Among the many delicious aspects of our visit to Singapore has been the food. Our guide on the bike tour that first morning was blunt. “Every single Singaporean is a foodie,” he declared. Most people don’t cook at home, he said, at least in part because they can choose from such a vast profusion of excellent dishes, many available at rock-bottom prices. Of course it’s also possible to pay a lot in restaurants. Singapore regularly shows up on lists of the world’s most expensive cities. But it also is blessed with dozens upon dozens of so-called “hawker centres,” each offering a head-spinning number of Items to eat.

The Lao Pa Sat center in the downtown business district. We ate there two nights.
The Maxwell Street centre in Chinatown
 

We did most of our eating in the centers. They’re are a bit like American food courts, except they lack air-conditioning and an industrialized approach to food production. A handful may have branches in a couple of centers, but most aren’t chains. Everything is cooked on the spot after the order has been placed. I read that Michelin’s recently published guide to Singaporean dining includes a number of hawker centre stalls.

Some of the offerings were too weird for us to consider:

In other nearby stalls, I noted salted egg and barbecued crayfish, various kinds of squid, prawn balls, fried fritters and fried oyster egg, salted egg with bitter gourd, and shark’s fin soup for sale.

I’d happily try this in LA. But in Singapore? No way.

Still, we were reasonably adventurous. At the recommendation of our bike-tour guide, we ate barbecued sting ray…

The texture reminded me of sole!.

… and oyster omelette…

….and something that the locals call “carrot cake.”

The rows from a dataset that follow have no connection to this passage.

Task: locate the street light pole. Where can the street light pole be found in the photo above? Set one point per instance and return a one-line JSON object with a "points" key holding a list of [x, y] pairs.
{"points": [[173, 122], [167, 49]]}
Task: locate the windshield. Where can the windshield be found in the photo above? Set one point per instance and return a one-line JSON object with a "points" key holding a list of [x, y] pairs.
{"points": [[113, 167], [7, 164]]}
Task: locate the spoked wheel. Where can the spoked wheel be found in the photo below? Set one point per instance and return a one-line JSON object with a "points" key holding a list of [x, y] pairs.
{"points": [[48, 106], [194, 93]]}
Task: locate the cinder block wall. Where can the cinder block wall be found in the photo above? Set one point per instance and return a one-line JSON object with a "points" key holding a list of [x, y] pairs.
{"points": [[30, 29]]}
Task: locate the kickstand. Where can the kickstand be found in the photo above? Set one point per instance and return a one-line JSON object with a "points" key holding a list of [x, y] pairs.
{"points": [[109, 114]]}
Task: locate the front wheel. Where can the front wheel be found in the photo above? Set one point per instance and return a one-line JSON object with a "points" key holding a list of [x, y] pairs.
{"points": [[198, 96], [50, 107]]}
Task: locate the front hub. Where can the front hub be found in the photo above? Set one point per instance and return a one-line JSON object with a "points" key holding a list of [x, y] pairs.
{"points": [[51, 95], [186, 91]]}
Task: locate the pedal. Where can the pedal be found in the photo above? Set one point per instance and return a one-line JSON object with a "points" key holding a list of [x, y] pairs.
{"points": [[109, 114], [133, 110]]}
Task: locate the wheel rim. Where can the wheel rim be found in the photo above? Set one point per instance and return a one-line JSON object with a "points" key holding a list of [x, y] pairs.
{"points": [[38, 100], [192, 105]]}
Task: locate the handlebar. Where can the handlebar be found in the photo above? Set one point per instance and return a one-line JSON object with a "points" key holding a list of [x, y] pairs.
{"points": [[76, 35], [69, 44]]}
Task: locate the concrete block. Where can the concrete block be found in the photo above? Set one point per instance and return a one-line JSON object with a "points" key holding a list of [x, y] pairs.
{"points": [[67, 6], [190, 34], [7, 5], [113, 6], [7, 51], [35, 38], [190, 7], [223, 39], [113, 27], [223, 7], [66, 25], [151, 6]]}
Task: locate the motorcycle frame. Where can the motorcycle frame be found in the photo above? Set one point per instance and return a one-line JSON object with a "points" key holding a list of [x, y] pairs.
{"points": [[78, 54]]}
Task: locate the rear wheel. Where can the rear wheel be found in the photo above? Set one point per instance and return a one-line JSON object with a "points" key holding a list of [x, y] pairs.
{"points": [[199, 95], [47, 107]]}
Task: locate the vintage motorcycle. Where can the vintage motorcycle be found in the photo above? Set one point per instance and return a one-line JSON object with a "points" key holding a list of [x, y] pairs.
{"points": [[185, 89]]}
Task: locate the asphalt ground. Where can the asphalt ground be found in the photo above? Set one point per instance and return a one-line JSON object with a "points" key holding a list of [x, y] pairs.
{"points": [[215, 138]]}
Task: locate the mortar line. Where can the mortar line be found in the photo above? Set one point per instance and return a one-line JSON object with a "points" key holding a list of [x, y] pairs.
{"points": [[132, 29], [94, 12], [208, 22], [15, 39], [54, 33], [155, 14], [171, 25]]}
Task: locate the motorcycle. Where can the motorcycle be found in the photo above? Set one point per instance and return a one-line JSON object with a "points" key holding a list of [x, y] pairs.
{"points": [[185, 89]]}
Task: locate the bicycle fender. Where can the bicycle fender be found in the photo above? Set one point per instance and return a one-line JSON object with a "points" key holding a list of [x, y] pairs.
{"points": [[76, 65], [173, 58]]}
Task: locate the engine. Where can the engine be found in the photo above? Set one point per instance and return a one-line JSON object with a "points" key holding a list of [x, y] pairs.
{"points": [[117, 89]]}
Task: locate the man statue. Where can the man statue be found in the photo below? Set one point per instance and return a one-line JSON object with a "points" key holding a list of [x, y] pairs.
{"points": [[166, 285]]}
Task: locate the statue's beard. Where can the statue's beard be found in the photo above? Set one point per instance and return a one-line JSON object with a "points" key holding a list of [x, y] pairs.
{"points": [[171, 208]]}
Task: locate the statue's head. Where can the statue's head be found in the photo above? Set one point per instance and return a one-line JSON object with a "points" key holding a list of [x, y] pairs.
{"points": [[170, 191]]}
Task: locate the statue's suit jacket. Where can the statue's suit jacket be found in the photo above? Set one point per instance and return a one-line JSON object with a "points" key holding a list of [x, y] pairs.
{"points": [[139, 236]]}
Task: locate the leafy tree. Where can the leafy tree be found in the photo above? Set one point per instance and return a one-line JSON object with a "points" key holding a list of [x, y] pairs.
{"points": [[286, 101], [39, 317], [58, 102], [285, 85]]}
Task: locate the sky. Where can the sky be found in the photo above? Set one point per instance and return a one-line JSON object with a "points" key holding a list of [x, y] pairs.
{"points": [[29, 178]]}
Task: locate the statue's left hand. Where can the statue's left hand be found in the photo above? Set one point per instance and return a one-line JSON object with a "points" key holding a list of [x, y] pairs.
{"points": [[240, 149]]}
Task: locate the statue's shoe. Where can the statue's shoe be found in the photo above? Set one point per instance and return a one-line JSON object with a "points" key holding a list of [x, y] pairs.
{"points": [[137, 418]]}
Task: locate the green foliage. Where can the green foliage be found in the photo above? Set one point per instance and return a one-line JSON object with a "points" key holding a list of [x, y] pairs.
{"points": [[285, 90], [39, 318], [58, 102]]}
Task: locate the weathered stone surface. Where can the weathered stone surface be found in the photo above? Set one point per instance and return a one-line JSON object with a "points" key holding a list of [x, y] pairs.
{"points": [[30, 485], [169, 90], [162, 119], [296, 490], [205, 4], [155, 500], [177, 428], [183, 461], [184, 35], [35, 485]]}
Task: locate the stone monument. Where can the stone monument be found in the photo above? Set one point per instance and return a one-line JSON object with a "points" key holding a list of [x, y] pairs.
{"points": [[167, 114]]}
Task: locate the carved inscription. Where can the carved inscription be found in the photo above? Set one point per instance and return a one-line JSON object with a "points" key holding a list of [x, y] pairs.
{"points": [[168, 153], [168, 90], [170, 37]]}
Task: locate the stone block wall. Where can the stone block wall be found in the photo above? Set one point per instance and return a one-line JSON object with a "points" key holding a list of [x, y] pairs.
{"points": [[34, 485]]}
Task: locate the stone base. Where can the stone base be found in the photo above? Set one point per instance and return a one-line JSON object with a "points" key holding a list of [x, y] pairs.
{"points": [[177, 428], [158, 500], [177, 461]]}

Looks a lot like omelette too. But it’s filled with chunks of a mysterious ingredient.

On our last night, we sought out one of the most beloved local dishes — Hainan chicken rice — at the stall in Chinatown where Anthony Bourdain swooned over its deliciousness (His photo is prominently displayed on the Tian Tian stall.)

It was tasty, but we thought our noodles with roast duck was even more irresistible. We gobbled both dishes down with stir-fried bean sprouts and good Singaporean beer, and the total came to just over $15 for the two of us.

There are so many things we didn’t have time to try —  even at McDonald’s! 

Since “ebi” in Japanese means shrimp, I assume that these were shrimp burgers. But what the heck is a honeydew McSlurry?!

It makes me imagine coming back just to eat more.

2 thoughts on “Eating up Singapore

  1. Wes mudge October 9, 2016 / 11:37 pm

    Good write up, good photos. Makes me hungry

    • jdewyze October 9, 2016 / 11:53 pm

      We think you need to bring Jenny to Singapore; that you would both have a great time there.